The angry missive, co-signed by Francis Boespflug, the head of the French production company 2003 Productions involved in the movie, stressed that the film's legal nationality had very real consequences because the November 25 ruling effectively barred it from accessing French film subsidies.

Only French or European productions can tap those funds, which are partly meant to protect France's film industry from Hollywood's deep-pocketed offerings.

The court decided that Jeunet's film could not call itself French because 2003 Productions was essentially a front company for US studio Warner Bros., which held the rights to the book upon which the movie is based.

2003 Productions is one-third owned by the US studio. The rest of its capital is held by staff and executives of Warner Bros. France.

The movie itself cost EUR 45 million (USD 60 million) to make, an extremely large sum by French film production standards. Jeunet and 2003 Productions had been counting on the subsidies to pay a part of those costs.

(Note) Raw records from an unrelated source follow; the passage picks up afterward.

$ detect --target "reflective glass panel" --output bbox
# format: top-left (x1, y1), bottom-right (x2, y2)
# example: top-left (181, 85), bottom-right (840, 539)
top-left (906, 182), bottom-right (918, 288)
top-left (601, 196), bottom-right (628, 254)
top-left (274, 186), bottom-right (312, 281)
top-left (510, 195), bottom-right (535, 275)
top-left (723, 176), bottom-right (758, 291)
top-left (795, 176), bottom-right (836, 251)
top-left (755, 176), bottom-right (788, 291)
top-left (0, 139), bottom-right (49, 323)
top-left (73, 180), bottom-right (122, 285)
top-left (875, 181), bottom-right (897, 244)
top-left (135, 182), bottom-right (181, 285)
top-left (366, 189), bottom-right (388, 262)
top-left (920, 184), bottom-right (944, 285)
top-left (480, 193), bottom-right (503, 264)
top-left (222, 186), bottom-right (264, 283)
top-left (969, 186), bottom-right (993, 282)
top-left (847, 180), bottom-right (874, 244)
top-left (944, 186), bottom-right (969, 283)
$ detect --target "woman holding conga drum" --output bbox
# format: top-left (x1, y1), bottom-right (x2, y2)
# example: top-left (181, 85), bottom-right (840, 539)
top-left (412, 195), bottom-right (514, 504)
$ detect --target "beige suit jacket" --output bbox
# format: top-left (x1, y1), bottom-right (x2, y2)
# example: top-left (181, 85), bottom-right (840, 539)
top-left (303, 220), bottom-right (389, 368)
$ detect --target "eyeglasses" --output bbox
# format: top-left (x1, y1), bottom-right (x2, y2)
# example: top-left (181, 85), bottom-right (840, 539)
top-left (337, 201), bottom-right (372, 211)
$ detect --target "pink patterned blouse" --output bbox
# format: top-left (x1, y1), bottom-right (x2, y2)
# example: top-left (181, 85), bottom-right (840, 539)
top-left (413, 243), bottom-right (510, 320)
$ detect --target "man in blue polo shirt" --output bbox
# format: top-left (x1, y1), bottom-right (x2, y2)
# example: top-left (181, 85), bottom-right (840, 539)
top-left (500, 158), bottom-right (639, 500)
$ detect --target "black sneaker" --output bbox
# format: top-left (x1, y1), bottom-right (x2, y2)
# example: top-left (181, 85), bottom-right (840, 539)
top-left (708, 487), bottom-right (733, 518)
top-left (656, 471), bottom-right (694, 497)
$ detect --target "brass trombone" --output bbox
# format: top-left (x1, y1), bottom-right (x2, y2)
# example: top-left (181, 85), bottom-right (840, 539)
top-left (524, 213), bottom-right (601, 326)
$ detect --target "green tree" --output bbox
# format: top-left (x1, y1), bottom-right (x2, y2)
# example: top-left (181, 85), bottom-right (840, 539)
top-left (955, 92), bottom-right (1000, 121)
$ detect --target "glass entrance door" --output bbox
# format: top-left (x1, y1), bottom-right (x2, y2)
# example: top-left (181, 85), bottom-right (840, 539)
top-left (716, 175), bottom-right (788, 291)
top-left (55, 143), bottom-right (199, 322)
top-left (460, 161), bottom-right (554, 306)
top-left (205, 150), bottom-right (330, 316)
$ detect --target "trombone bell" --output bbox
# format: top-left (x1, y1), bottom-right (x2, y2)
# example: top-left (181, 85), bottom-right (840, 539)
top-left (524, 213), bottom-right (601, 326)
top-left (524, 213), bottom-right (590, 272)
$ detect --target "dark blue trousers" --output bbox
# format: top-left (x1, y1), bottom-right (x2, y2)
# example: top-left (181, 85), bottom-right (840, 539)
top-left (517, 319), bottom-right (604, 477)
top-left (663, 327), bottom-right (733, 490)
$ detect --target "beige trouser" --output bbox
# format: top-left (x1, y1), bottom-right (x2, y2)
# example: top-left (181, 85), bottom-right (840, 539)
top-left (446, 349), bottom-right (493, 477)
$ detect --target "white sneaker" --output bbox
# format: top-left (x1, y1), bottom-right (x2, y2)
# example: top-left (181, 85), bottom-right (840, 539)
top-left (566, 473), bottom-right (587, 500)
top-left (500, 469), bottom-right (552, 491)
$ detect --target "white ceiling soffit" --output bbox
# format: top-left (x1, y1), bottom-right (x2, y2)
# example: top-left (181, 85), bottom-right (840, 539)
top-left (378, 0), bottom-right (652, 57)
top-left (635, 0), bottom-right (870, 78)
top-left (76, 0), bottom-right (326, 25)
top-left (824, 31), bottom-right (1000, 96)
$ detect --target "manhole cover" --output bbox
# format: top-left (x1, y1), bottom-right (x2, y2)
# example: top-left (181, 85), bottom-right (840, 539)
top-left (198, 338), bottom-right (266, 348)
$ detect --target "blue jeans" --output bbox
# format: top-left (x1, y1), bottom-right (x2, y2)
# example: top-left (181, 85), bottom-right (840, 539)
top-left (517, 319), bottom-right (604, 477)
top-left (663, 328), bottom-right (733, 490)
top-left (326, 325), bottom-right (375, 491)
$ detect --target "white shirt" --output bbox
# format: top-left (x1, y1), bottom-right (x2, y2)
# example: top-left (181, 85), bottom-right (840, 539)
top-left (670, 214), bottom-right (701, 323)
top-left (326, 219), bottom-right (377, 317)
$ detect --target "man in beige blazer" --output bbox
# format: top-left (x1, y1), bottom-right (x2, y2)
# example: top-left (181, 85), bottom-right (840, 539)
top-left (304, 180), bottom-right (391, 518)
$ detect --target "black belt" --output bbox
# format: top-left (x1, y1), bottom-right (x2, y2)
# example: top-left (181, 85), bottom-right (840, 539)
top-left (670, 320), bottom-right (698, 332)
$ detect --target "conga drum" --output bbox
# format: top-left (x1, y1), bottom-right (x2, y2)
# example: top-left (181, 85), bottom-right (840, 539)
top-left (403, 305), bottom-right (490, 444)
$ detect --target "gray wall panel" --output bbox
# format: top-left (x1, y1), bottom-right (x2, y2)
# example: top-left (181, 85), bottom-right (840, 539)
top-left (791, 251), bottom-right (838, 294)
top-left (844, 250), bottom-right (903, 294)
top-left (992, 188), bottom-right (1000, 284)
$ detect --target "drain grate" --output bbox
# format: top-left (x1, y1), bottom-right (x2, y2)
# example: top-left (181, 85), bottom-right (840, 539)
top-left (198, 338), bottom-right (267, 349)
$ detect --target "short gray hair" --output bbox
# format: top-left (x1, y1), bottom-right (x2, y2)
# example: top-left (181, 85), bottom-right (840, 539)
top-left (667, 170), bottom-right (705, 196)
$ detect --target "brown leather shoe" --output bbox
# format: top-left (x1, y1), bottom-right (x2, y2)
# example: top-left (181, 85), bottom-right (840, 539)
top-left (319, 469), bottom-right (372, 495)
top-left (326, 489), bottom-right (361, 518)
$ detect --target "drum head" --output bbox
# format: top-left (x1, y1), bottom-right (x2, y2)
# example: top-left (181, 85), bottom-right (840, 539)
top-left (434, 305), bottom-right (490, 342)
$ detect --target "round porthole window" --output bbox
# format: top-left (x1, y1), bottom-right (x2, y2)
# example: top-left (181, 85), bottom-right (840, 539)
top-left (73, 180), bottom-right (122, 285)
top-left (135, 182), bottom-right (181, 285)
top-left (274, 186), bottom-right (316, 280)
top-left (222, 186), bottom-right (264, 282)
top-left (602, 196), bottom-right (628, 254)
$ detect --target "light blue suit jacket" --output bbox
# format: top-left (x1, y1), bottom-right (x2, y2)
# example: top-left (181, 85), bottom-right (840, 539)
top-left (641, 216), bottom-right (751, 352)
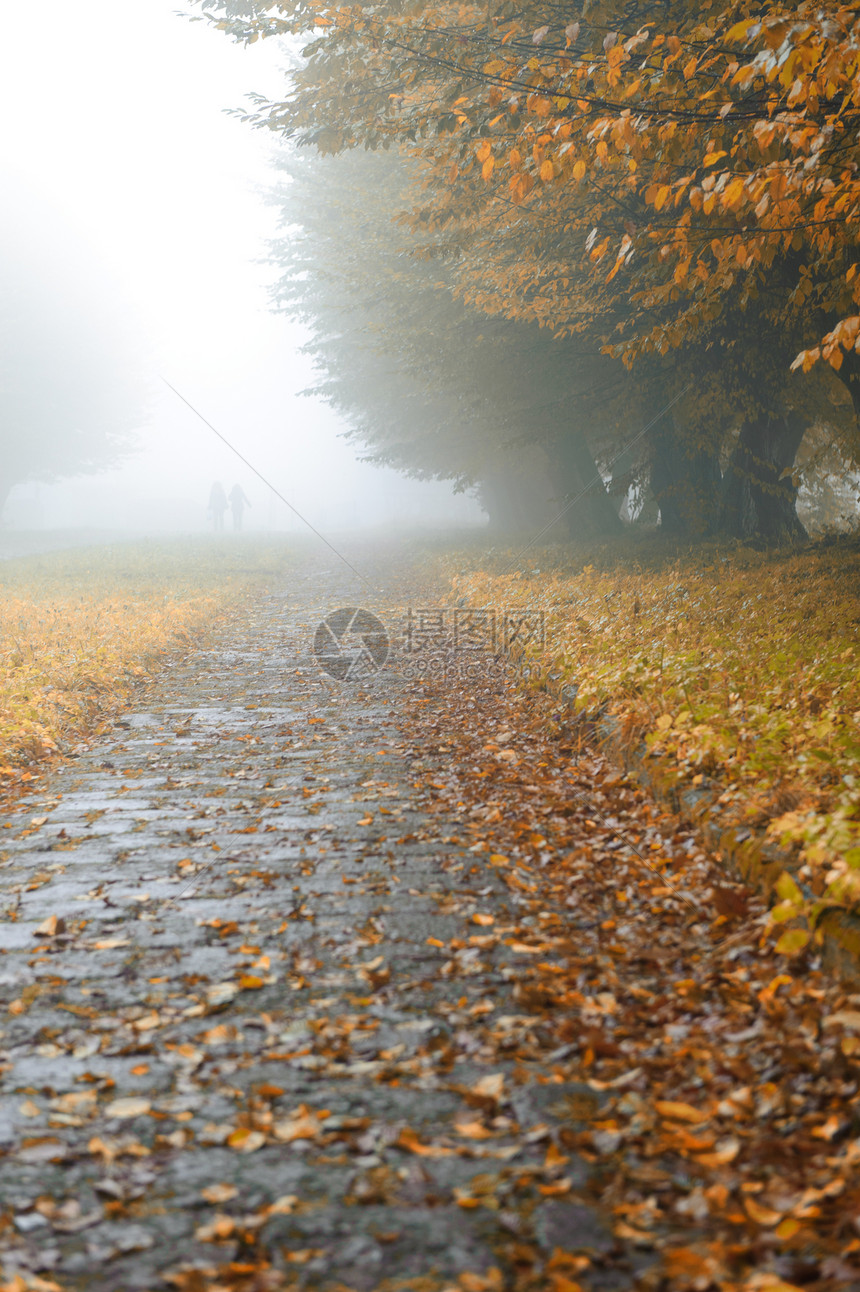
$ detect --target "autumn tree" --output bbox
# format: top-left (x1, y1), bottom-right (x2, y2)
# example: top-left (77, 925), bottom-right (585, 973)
top-left (274, 152), bottom-right (629, 534)
top-left (193, 0), bottom-right (860, 536)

"How can we say we are defending the French cinema industry tooth-and-claw in the name of cultural diversity, and at the same time say that a film as eminently French as 'A Very Long Engagement' is suddenly not...?" Jeunet and Boespflug asked.

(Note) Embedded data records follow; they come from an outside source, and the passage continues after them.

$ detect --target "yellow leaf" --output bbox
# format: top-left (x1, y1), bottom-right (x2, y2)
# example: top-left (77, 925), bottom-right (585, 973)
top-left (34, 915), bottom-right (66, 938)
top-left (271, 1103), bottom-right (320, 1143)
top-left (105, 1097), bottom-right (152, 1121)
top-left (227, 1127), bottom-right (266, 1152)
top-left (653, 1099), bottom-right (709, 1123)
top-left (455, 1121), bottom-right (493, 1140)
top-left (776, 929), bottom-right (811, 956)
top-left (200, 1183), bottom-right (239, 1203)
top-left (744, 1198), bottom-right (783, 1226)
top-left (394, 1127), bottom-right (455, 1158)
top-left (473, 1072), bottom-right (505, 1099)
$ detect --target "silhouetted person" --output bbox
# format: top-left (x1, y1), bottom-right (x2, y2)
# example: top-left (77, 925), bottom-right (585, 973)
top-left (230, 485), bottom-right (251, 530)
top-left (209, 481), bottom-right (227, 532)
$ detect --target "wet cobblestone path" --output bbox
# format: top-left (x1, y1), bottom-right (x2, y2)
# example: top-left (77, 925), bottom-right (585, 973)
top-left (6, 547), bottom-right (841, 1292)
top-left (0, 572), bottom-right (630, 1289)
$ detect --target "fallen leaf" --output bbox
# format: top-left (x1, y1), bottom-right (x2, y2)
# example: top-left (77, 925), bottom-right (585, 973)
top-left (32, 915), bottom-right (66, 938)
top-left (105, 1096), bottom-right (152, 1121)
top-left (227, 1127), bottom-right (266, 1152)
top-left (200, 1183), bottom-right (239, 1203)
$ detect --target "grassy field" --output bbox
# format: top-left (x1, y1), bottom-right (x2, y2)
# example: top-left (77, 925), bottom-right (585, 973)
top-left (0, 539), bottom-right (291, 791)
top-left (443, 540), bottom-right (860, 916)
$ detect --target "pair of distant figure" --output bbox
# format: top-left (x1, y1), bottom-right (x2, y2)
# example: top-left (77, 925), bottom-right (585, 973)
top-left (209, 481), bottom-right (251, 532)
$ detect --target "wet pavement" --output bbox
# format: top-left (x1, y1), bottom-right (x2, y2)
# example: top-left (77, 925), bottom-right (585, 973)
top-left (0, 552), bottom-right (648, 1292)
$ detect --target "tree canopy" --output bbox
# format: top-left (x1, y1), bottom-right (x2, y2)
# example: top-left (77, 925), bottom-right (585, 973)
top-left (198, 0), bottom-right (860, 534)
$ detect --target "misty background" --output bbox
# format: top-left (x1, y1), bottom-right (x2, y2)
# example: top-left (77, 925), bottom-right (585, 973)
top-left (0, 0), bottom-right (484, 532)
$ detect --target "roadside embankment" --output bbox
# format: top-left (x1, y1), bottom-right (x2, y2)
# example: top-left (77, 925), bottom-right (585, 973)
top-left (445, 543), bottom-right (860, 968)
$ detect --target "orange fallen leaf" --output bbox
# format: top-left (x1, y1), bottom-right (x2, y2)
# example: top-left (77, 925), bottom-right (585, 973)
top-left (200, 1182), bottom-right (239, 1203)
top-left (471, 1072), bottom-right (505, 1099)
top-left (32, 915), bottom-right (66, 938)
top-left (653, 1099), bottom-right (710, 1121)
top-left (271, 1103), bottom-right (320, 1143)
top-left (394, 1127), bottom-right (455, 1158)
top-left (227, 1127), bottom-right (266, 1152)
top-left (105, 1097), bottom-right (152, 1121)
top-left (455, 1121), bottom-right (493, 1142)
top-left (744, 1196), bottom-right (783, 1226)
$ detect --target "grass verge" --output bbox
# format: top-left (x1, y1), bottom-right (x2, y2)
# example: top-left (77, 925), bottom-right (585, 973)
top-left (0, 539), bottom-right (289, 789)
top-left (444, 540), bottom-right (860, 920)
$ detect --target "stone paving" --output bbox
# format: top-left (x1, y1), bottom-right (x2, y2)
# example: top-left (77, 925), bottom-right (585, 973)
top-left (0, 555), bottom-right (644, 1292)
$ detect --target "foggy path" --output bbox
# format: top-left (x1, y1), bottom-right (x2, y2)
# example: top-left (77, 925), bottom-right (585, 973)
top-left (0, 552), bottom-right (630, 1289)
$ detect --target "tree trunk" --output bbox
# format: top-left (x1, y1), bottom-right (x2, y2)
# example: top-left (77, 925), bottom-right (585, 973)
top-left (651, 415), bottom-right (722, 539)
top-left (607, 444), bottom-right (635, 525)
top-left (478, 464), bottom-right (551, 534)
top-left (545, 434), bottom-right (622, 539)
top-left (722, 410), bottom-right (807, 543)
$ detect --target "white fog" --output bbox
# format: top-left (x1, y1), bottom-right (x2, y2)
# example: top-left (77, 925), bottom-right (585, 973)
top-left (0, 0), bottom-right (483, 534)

They noted that the verdict against them - which they have asked to be appealed - could lead to French co-productions losing their French flavour.

The original plans for "A Very Long Engagement" had called for it to be shot in English with American actors in another country, even though it recounted a tale set in France's World War I trenches, they said.

In the movie, a young Frenchwoman (played by "Amelie" star Audrey Tautou) desperately and determinedly searches for her missing fiance, a soldier, amid the horrors of war.

Jeunet and Boespflug pointed out that "Alexander the Great" had been classified French - largely because director Oliver Stone has dual US-French citizenship - but it starred Angelina Jolie, Colin Farrell and Val Kilmer and was filmed in Morocco, Thailand and Britain.

Will other French co-productions from the past now be classed non-French? the two asked.

"The films of Francois Truffaut, of Louis Malle, of which some were made with the help of major US studio funding, are they American?"